I’ll try and keep any over-the-top bias out of my grade for Gilbert, but it’s gonna be tough.
It was far from a flawless year for Logan Gilbert, but he still had a great season.
When I look at how he performed this year, it sort of reminds me of how a lot of people handle a college class. You stumble in, not really sure what’s going on (whether from inexperience, nervousness, or some other reason), and the first week is tough. You figure it out after that, and succeed for a while, stumbling near the end. You hammer down for the final, and end up passing the class with a good grade.
That’s how the year went for Logan Gilbert. His first couple of starts weren’t great, but he figured it out soon after that. That lasted all the way until August when he truly stumbled. His ERA in August was an atrocious number. It can be tough to parse out how a season went just seeing the overall ERA, so here are the four segments I’m breaking it down into for his ERA and FIP.
- First two starts: 9.45/5.87
- Starts 3-13: 3.40/2.94
- Starts 14-18 (August): 9.13/5.20
- Starts 19-24: 2.70/3.59
Those first two starts, you can throw those out. Yes, some players come out firing, but it was a stumble out of the gate for Gilbert. He quickly turned it around, chipping away at his ERA until August. Unfortunately, it rose from 4.14 to 5.44 that month. With that strong September finish, he got it down to a much more respectable 4.68, and a great 3.73 FIP.
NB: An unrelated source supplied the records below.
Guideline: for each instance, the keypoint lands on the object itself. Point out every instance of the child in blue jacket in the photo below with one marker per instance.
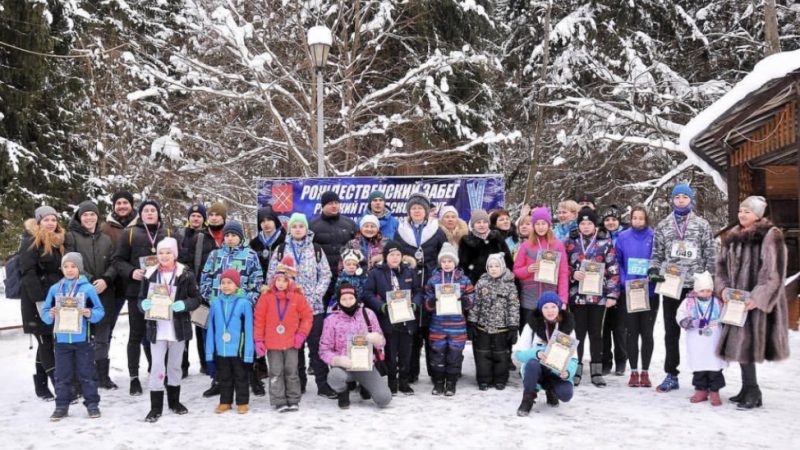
(530, 349)
(73, 351)
(229, 343)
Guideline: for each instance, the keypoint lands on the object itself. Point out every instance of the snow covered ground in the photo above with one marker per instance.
(616, 416)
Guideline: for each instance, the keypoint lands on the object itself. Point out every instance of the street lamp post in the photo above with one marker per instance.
(319, 44)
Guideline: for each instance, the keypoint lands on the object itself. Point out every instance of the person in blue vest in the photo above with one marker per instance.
(377, 207)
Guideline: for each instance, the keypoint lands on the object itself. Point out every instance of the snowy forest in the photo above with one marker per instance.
(188, 100)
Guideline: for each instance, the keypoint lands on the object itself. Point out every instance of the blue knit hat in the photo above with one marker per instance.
(297, 217)
(548, 297)
(683, 188)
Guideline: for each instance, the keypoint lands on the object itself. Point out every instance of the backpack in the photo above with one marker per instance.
(13, 281)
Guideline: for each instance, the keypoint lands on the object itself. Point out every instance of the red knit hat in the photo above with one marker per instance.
(233, 276)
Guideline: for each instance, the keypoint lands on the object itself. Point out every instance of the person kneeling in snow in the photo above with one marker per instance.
(548, 318)
(347, 319)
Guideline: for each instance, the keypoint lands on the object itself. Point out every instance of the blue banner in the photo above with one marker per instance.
(465, 193)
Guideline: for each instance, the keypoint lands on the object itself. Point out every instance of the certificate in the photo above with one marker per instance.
(548, 266)
(448, 300)
(592, 283)
(672, 286)
(359, 350)
(200, 316)
(559, 351)
(636, 295)
(69, 314)
(734, 312)
(146, 262)
(398, 303)
(161, 297)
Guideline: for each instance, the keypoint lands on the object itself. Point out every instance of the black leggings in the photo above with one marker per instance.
(641, 324)
(589, 318)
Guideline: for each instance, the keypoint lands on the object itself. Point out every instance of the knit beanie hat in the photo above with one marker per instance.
(587, 214)
(448, 251)
(420, 199)
(376, 194)
(169, 243)
(234, 227)
(447, 209)
(286, 267)
(232, 275)
(328, 197)
(477, 215)
(220, 209)
(496, 259)
(74, 258)
(541, 213)
(369, 218)
(122, 194)
(44, 211)
(152, 203)
(297, 218)
(683, 188)
(755, 203)
(703, 281)
(548, 297)
(197, 208)
(388, 247)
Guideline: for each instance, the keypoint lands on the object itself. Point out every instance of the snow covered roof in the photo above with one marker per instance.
(751, 103)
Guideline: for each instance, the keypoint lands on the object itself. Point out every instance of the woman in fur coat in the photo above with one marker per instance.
(753, 259)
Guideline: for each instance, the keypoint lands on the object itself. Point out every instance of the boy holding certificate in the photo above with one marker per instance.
(229, 343)
(699, 314)
(494, 321)
(448, 294)
(531, 351)
(66, 305)
(395, 296)
(171, 288)
(283, 319)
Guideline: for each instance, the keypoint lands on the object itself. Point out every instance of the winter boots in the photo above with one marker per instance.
(528, 399)
(156, 406)
(344, 399)
(103, 379)
(40, 385)
(136, 387)
(173, 400)
(576, 380)
(597, 374)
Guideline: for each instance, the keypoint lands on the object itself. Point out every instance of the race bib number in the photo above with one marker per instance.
(684, 250)
(638, 266)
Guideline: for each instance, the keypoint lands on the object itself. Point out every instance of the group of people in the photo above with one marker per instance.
(367, 297)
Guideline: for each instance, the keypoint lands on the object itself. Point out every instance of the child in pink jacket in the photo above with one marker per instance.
(526, 266)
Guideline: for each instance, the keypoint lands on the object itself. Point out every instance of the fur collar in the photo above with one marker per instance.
(461, 230)
(756, 235)
(406, 231)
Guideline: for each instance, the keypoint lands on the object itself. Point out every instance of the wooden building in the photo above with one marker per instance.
(752, 135)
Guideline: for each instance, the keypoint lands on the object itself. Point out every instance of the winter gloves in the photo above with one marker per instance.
(342, 361)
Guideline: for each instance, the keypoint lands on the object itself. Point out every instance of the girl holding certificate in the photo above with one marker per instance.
(531, 349)
(593, 288)
(394, 295)
(753, 260)
(168, 337)
(634, 247)
(536, 278)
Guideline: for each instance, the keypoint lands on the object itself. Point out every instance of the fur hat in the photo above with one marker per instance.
(703, 281)
(74, 258)
(44, 211)
(755, 203)
(233, 227)
(170, 243)
(448, 251)
(232, 275)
Is that ERA number great? No, it isn’t. However, Gilbert was a rookie, and just 24 years old. It’s a bit of picking and choosing, but outside of his worst four starts, it drops it down to a 3.42. That number seems a bit low, but I think that his FIP is the number that we should be focusing on.
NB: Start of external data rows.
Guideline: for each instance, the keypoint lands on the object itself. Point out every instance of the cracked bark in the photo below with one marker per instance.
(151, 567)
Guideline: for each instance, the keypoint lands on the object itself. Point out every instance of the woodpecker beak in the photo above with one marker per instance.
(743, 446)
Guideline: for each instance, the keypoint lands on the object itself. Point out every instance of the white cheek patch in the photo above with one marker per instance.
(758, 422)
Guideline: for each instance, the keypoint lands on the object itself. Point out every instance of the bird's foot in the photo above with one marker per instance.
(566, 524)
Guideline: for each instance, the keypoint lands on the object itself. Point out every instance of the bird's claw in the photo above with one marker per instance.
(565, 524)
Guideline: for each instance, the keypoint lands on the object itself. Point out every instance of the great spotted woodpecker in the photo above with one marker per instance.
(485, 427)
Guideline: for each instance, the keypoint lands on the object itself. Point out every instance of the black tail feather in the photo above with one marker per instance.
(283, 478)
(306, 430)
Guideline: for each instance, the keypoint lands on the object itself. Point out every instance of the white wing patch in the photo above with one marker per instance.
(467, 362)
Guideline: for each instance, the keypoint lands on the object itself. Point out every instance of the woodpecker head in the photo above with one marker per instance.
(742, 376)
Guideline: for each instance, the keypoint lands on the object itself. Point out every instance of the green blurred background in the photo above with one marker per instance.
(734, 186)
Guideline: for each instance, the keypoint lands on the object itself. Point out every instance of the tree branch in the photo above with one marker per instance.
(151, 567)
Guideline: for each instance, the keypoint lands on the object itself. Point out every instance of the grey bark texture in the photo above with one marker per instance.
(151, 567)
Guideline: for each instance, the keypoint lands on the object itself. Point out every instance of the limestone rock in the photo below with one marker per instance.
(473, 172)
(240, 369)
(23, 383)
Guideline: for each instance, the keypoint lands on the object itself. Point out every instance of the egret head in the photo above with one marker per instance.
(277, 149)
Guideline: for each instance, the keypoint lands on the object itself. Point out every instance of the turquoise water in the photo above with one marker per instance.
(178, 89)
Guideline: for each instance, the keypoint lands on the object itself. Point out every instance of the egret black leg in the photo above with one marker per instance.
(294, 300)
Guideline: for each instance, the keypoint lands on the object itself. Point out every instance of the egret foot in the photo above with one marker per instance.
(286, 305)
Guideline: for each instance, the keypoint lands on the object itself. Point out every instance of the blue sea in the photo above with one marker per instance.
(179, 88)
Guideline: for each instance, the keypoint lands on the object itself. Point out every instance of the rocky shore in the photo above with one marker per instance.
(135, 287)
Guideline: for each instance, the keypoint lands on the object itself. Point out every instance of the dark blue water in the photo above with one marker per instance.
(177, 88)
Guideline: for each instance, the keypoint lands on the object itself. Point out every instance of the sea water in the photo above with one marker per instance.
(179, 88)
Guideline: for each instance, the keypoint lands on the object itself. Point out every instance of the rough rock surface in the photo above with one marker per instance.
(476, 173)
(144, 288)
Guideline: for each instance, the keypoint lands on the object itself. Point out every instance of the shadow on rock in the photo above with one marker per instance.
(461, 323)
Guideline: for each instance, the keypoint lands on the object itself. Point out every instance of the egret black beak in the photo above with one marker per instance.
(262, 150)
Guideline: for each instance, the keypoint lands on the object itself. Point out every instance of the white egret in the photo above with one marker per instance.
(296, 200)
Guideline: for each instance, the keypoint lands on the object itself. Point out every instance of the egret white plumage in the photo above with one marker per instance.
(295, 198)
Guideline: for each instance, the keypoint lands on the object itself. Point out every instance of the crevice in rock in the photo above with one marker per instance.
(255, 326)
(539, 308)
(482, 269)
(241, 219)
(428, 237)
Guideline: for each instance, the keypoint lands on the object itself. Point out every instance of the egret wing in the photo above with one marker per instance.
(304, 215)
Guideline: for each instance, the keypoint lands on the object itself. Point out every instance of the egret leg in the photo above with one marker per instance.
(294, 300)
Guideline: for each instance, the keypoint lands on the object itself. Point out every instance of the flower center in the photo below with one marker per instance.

For the majority of the season, Gilbert was a darn good pitcher. That 3.73 number is just over half a run better than the league average, which was 4.27. To me, I do think Gilbert, when everything is weighed together, was a bit better than the league average pitcher.
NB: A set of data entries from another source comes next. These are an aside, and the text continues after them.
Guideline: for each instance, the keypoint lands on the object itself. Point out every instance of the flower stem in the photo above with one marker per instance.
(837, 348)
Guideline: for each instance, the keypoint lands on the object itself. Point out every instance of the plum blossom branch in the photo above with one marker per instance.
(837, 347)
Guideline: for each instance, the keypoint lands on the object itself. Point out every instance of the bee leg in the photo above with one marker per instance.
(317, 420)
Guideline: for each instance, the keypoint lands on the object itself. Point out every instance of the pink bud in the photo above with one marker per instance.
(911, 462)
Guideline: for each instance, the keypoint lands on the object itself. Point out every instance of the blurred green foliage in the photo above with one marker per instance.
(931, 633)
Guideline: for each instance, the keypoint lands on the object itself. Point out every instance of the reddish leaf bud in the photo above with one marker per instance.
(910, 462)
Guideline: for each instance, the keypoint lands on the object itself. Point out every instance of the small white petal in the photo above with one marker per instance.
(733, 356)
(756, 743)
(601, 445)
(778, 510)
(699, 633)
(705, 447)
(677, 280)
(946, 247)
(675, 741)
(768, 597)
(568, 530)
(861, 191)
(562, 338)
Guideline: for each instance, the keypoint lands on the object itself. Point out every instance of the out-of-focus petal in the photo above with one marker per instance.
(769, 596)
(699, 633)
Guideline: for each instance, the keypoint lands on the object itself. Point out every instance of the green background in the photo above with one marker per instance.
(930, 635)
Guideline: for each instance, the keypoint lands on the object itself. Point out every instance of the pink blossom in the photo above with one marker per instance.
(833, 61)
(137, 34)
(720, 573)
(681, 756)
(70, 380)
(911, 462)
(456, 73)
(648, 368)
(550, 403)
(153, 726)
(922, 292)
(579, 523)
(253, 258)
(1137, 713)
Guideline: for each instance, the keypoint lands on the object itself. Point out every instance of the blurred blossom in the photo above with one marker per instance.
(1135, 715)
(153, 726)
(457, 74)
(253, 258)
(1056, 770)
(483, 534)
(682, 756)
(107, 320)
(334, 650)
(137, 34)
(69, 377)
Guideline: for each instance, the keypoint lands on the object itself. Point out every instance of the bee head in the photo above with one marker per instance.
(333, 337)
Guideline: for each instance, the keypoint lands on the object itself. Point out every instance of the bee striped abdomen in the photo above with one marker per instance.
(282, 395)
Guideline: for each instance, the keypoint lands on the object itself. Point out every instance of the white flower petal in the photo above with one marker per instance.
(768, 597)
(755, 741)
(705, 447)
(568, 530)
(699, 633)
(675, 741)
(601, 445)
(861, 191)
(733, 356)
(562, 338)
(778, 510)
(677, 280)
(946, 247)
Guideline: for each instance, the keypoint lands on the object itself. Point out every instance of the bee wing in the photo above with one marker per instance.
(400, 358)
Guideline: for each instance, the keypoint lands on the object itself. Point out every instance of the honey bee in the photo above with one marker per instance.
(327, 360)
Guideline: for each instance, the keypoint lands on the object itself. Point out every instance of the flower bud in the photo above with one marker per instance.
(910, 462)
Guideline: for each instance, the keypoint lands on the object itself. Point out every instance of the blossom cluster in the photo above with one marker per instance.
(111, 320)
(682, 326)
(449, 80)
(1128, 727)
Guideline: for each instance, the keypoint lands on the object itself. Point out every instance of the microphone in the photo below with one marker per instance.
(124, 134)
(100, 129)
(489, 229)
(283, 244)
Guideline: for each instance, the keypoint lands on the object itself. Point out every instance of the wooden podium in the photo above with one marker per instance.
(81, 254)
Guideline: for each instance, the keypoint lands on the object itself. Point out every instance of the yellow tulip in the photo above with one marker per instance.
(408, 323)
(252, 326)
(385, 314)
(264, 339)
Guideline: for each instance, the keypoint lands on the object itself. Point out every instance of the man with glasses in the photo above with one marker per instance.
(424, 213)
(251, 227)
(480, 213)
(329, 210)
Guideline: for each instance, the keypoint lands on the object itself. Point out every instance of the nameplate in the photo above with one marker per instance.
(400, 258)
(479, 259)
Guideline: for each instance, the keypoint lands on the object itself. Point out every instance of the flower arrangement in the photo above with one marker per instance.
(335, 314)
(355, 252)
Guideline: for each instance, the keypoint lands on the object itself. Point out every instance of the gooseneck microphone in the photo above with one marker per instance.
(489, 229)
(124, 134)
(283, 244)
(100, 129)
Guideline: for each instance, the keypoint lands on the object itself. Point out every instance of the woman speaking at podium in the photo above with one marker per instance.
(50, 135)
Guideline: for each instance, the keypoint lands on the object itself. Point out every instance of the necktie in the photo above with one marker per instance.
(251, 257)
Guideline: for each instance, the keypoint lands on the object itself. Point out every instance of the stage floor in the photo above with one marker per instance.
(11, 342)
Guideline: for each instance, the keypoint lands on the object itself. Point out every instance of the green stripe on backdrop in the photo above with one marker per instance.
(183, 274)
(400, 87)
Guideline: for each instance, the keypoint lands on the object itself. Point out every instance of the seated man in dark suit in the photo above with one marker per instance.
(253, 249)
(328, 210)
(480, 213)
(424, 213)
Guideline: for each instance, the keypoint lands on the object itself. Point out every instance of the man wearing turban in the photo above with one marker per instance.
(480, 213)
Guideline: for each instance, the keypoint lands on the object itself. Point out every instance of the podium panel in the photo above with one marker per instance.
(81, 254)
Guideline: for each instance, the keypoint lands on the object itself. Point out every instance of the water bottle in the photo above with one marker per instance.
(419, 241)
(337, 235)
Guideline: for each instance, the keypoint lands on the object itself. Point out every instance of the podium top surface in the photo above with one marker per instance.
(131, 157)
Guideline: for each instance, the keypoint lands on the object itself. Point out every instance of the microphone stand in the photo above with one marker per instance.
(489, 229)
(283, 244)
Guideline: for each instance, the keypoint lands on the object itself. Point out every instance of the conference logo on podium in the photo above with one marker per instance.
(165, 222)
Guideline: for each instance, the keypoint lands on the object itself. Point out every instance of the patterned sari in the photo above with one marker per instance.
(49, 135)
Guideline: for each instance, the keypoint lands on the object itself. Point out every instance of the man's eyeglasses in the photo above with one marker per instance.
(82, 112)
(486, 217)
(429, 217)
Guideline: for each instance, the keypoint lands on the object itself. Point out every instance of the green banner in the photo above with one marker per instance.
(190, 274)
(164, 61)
Guess what, that’s exactly what we should have hoped for from him this season. Getting his feet wet, facing trouble as well as finding success. It puts him in a great position for 2022, and he can be a welcome guide to the next pitchers that come up, whether it’s Kirby, Hancock, Williamson, Brash, or someone else.
I do like that Gilbert saw a slight increase as the year went on in his pitch velocity, showing that he wasn’t getting tired as the year progressed. His slider dipped a bit in horizontal movement though, while his curveball increased. This will be interesting to watch next year to see if a similar break is harmful or helpful. Side note… all his pitches saw increased vertical break as the season progressed.
A pitcher’s sophomore season is always fun to watch. Hitters now have film on them, so they have a better idea of what to expect. At the same time, Logan Gilbert will have a better understanding of what to expect from a major league start and a full offseason of knowing that he’s an MLB pitcher. We will get to predictions much later in the offseason, but things are looking great for Gilbert.
When it comes to a grade, I’m quite happy with how Gilbert did this year. If not for the month of August, he might have made a push for being in the ROY conversation. Even with the rough month, I still like what I saw from Gilbert.